Владелец цилиндра с притворным осуждением взглянул из-под опущенных век на вошедшего и приподнял руку.
— Почти в самом начале «Тимея», — словно следуя течению своих мыслей, произнес он после паузы; певучая креольская интонация выдавала в нем латиноамериканца, хотя некоторые звуки он выговаривал, как истый испанец, — почти в самом начале «Тимея» Платон рассказывает нам, как Критий мальчиком услышал миф об Атлантиде.
Его гость — мы, без сомнения, можем назвать второго юношу этим словом, ибо очевидно, что он был приглашен сюда заранее, — выслушав говорившего с вежливым, но напряженным вниманием, заказал лимонад и бисквиты, лакомства, которые в былые времена составляли славу кафе «Ла Доминика»…
— Критию было в ту пору десять лет, — невозмутимо продолжал первый, — и вместе с другими детьми его возраста он отправился в Афины на состязание. Желая польстить старому судье, один из мальчиков заявил, что Солон, если бы ему позволили ввести общественные работы, прославился бы больше, нежели Гомер.
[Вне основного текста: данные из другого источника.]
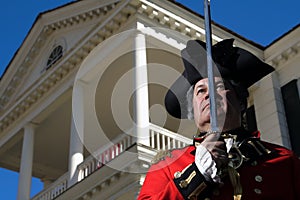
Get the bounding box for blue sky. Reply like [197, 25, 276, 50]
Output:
[0, 0, 300, 200]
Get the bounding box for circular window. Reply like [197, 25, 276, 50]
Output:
[46, 45, 63, 70]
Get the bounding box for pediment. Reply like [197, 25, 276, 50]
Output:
[0, 0, 119, 113]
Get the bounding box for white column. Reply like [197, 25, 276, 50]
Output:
[17, 123, 35, 200]
[134, 33, 149, 145]
[68, 117, 83, 187]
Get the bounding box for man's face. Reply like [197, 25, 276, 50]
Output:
[193, 77, 241, 132]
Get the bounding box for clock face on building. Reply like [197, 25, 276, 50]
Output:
[46, 45, 63, 70]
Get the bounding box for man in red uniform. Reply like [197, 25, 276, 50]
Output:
[138, 39, 300, 200]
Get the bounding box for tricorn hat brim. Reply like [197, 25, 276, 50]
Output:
[165, 39, 274, 119]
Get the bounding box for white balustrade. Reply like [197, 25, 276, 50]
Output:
[32, 124, 192, 200]
[32, 173, 68, 200]
[149, 124, 193, 150]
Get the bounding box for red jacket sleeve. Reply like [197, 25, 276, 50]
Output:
[138, 164, 183, 200]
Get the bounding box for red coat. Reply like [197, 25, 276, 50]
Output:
[138, 138, 300, 200]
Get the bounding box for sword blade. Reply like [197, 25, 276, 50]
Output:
[204, 0, 219, 132]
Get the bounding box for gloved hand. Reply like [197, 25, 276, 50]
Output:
[195, 133, 228, 183]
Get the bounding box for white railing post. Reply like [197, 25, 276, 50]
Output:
[17, 123, 35, 200]
[133, 32, 149, 145]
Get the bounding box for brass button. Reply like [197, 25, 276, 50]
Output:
[213, 189, 220, 196]
[179, 180, 188, 188]
[255, 175, 262, 183]
[254, 188, 261, 194]
[251, 161, 257, 166]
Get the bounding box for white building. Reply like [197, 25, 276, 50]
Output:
[0, 0, 300, 200]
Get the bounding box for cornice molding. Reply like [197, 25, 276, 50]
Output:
[268, 41, 300, 69]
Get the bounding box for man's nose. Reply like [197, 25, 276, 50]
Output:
[204, 88, 222, 100]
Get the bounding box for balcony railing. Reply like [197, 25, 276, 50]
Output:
[32, 124, 192, 200]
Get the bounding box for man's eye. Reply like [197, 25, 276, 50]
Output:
[216, 83, 225, 90]
[197, 88, 205, 95]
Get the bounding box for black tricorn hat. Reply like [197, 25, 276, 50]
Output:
[165, 39, 274, 119]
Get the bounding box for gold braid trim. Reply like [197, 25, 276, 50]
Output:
[228, 166, 243, 200]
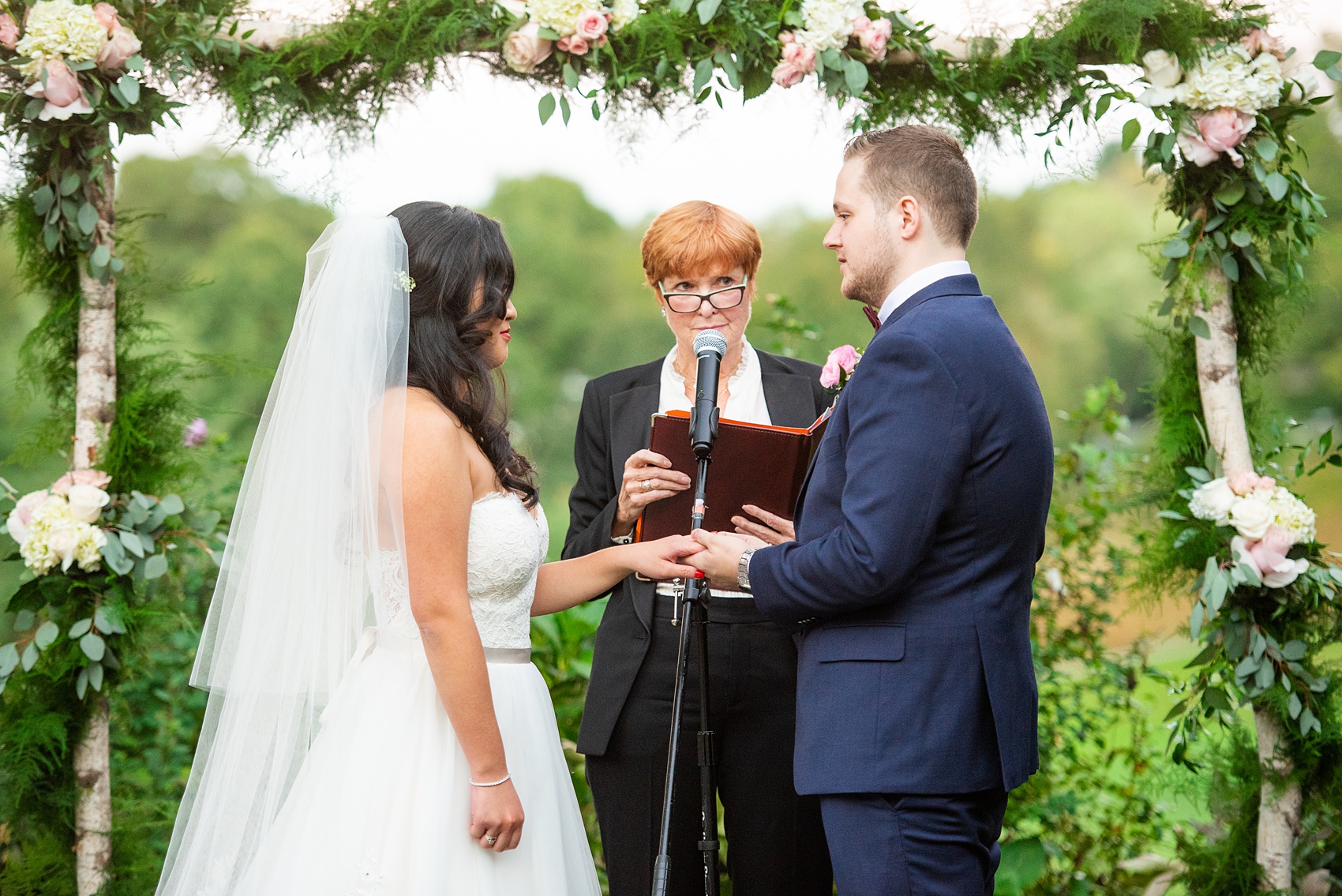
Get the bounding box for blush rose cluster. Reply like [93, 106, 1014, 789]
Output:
[1138, 28, 1319, 167]
[1188, 472, 1315, 587]
[6, 470, 111, 575]
[499, 0, 640, 75]
[820, 345, 861, 395]
[0, 0, 140, 121]
[773, 0, 894, 87]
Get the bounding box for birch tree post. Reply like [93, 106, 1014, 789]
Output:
[1193, 270, 1302, 890]
[73, 154, 117, 896]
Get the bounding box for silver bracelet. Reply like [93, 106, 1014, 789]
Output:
[471, 775, 512, 787]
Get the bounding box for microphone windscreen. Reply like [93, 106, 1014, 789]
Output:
[694, 330, 727, 358]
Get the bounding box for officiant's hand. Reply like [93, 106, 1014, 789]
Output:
[732, 504, 797, 545]
[611, 448, 690, 535]
[684, 528, 750, 590]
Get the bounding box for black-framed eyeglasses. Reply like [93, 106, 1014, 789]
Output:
[658, 276, 750, 314]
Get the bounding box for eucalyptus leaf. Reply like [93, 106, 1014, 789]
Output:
[1215, 181, 1244, 207]
[145, 554, 168, 578]
[77, 203, 98, 236]
[79, 632, 107, 662]
[1161, 238, 1188, 259]
[1123, 118, 1142, 153]
[32, 620, 61, 650]
[1263, 171, 1291, 203]
[118, 530, 145, 557]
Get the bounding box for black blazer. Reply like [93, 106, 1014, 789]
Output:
[564, 350, 830, 756]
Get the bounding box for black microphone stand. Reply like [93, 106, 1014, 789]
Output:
[652, 346, 719, 896]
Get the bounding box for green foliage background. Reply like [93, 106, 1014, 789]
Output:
[0, 105, 1342, 894]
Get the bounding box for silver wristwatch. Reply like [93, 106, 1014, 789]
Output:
[737, 547, 755, 591]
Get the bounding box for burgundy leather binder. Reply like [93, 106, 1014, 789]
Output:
[638, 411, 830, 541]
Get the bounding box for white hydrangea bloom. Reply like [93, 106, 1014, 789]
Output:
[526, 0, 598, 38]
[1181, 44, 1286, 114]
[15, 0, 107, 78]
[611, 0, 642, 31]
[796, 0, 864, 52]
[1188, 476, 1237, 526]
[1267, 485, 1315, 545]
[19, 495, 107, 575]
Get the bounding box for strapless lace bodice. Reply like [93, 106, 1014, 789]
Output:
[372, 493, 550, 648]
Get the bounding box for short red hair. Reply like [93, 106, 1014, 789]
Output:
[640, 200, 763, 284]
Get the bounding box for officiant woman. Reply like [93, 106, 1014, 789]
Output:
[564, 201, 830, 896]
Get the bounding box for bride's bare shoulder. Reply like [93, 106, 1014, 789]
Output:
[405, 386, 470, 447]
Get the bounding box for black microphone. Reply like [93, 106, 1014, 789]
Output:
[690, 330, 727, 460]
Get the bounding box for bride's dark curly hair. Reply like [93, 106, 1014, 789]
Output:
[392, 203, 537, 507]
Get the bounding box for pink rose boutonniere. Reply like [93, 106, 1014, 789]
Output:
[820, 345, 861, 395]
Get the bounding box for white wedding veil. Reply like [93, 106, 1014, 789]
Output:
[157, 217, 410, 896]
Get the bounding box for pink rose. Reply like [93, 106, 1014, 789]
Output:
[1246, 523, 1295, 573]
[92, 2, 121, 35]
[6, 488, 50, 545]
[98, 25, 140, 71]
[820, 345, 861, 389]
[573, 9, 609, 42]
[1194, 106, 1258, 167]
[504, 21, 554, 75]
[857, 19, 893, 62]
[1175, 133, 1221, 167]
[0, 12, 19, 50]
[1240, 28, 1286, 62]
[51, 470, 111, 495]
[1228, 470, 1276, 497]
[773, 62, 807, 87]
[182, 417, 209, 448]
[782, 43, 816, 75]
[554, 35, 588, 56]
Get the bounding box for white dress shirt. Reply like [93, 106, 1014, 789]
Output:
[876, 261, 972, 323]
[658, 336, 773, 597]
И судья, которого по случайности тоже звали Критий, благосклонно подтвердил это, добавив, что темой приписываемой Гомеру поэмы вполне могла послужить война с атлантами, а это явилось поводом к тому, чтобы рассказать ныне всем нам известный миф. К сожалению, бег времени и исчезновение героев помогли забвению поглотить былую славу. Однако, — провозгласил молодой человек, чуть повысив голос и указывая холеным пальцем на цилиндр, — здесь, как бы ни противилось забвение, лежит поэма, которая, смею надеяться, вознесет Солона выше Гомера.
Приходится признать, что это поразительное известие не произвело должного впечатления на гостя, однако говорящий этого не заметил.
— Не думай, — сказал он, наклоняясь к собеседнику, — что славу ее создания я приписываю только себе. Со мной случилось, пожалуй, нечто подобное тому, что произошло с английским поэтом Самуэлем Колриджем в одну летнюю ночь тысяча семьсот девяносто пятого года, когда во сне ему явился дворец Кублай-Хана во всем его великолепии, да так, что у него перед глазами стояли и сами предметы, то есть предметы как образы, и точные слова, в какие следует их воплотить. Он увидел все это столь живо, что, пробудившись, смог написать пятьдесят строк поэмы, представшей в его сне явью и вместе с тем словом, и если не написал более, то лишь потому, что его некстати прервали. Мне повезло больше, чем Колриджу.